The 45,000-seat Toyota Stadium is home to Nagoya Grampus Eight football club (the J1 club formerly of Gary Lineker and Arsene Wenger fame), and one of the most architecturally impressive of the lot. Yes, it’s the same Toyota as the car company – Toyota is in fact the name of the city where the company is based (Toyota-shi), now an outlying suburb of Greater Nagoya. Toyota will host 4 pool matches in the 2019 Rugby World Cup.
Access to Toyota Stadium is via the Meitetsu railway (aka Nagoya Railroad), a privately operated train network covering the greater Nagoya region. Meitetsu Nagoya Station is just next to the main JR Nagoya Station, and it’s 50 to 60 minutes from there to Toyota-shi Station with a change at Chiryu.
You can also transfer to Meitetsu from JR at Toyo-hashi (possibly useful if coming from points east, it’s a shinkansen stop but note the faster Nozomi & Hikari trains skip it).
If you’re coming from within Nagoya but not staying near the Meitetsu terminus at Nagoya Station, it’s probably best to use the blue subway line as there are actually direct trains to Toyota-shi where the subway train runs through onto the Meitetsu tracks. This means you don’t need to physically change trains, but you do still have to pay both companies for a ticket – easiest way to do this is by using an IC card which works it all out automatically when you tap in & out. Also note that not every subway train runs through, with some terminating at Akaike – if your train does this, just hop off at Akaike and wait for the next train going on through to Toyota-shi.
Sound complicated? As always, check Hyperdia for train route details and just follow the suggested route (see here for an explanation on using Hyperdia). IC cards are accepted on all of the Meitetsu, JR, and subway lines; if you get a card in Nagoya it’ll be Toica (if issued by JR) or Manaca (if issued by non-JR companies), but they can be used interchangeably and all the IC cards from other regions also work e.g. Tokyo’s Suica and Pasmo cards. See here for more on IC cards.
Once you reach Toyota-shi Station it’s just a 15-minute walk east to the stadium over the futuristic Toyota Bridge crossing the Yahagi River.

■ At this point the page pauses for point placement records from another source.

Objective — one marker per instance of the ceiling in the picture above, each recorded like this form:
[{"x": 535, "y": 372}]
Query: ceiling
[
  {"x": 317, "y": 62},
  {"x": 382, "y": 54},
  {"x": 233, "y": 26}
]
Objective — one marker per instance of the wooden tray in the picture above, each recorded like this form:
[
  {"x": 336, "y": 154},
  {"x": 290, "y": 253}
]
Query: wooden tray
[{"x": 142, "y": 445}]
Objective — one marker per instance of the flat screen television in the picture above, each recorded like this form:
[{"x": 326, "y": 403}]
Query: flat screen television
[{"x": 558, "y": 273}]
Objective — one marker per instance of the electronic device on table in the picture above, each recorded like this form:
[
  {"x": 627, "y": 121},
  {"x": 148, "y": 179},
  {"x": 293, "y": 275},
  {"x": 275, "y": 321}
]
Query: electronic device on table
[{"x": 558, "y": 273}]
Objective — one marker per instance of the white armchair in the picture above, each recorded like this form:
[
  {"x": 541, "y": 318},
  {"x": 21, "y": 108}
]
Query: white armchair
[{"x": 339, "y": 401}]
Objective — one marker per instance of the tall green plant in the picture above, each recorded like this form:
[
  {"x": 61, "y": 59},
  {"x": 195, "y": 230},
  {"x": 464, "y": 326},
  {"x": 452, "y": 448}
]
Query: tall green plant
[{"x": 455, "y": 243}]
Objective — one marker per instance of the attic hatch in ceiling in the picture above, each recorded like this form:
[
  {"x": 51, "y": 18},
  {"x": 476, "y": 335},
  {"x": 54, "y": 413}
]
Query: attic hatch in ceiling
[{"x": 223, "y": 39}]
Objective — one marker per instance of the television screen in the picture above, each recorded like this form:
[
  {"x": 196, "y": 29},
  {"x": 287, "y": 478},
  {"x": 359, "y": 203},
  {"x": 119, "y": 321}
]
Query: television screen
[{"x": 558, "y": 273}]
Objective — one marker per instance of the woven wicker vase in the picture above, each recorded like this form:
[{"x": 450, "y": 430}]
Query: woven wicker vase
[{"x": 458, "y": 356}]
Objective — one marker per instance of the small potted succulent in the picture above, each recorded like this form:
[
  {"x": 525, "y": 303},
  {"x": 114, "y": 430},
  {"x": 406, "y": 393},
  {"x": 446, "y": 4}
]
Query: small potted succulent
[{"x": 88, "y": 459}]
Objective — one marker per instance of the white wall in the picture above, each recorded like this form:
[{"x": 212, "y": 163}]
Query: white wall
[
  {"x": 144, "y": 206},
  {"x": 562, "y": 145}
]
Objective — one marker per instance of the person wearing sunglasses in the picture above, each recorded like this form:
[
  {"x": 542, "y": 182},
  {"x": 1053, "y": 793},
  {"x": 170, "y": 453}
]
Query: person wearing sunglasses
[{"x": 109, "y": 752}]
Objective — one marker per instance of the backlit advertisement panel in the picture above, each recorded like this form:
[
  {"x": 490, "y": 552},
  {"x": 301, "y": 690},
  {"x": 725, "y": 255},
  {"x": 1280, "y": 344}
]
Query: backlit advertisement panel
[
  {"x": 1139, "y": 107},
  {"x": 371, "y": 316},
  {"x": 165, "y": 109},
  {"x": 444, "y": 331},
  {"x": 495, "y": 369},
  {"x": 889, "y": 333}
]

Hotels near Toyota Stadium
For easiest access to the stadium, base yourself locally in Toyota-shi if you can (don’t expect too much by way of nightlife though, other than a reasonable selection of restaurants); search & book hotels in Toyota
If you prefer to be near the main nightlife, shopping, and city sights of Nagoya, Sakae would be a good call (search here), as would Osu-Kannon (search here). Staying near Nagoya Station (search here) is best for all-round convenience (easy access from other cities, easy access to the stadium, easy access to Sakae), or failing that anywhere with easy access to the blue subway line should work fine.
Airbnb is also a great option in Japan, in fact in Japan it seems to work particularly well – most hosts arrange self-checkin & checkout systems, allowing you to arrive & leave flexibly without needing to meet someone for the keys (the key’s often left in a lockbox for you). The wifi is always super-fast, and I’ve never had an Airbnb nightmare in Japan (have had a few elsewhere). There was a crackdown in 2018 with the introduction of new regulations which led to a collapse in the number of listings available and accordingly a jump in prices, with a lot of travellers reporting that their reservations were suddenly cancelled as a result. It was all a bit of a mess at first, but you can be confident that any listings remaining on there at this point are legit. Prices went up unfortunately, but then so did standards, and Airbnb is still my usual go to for accommodation in Japan.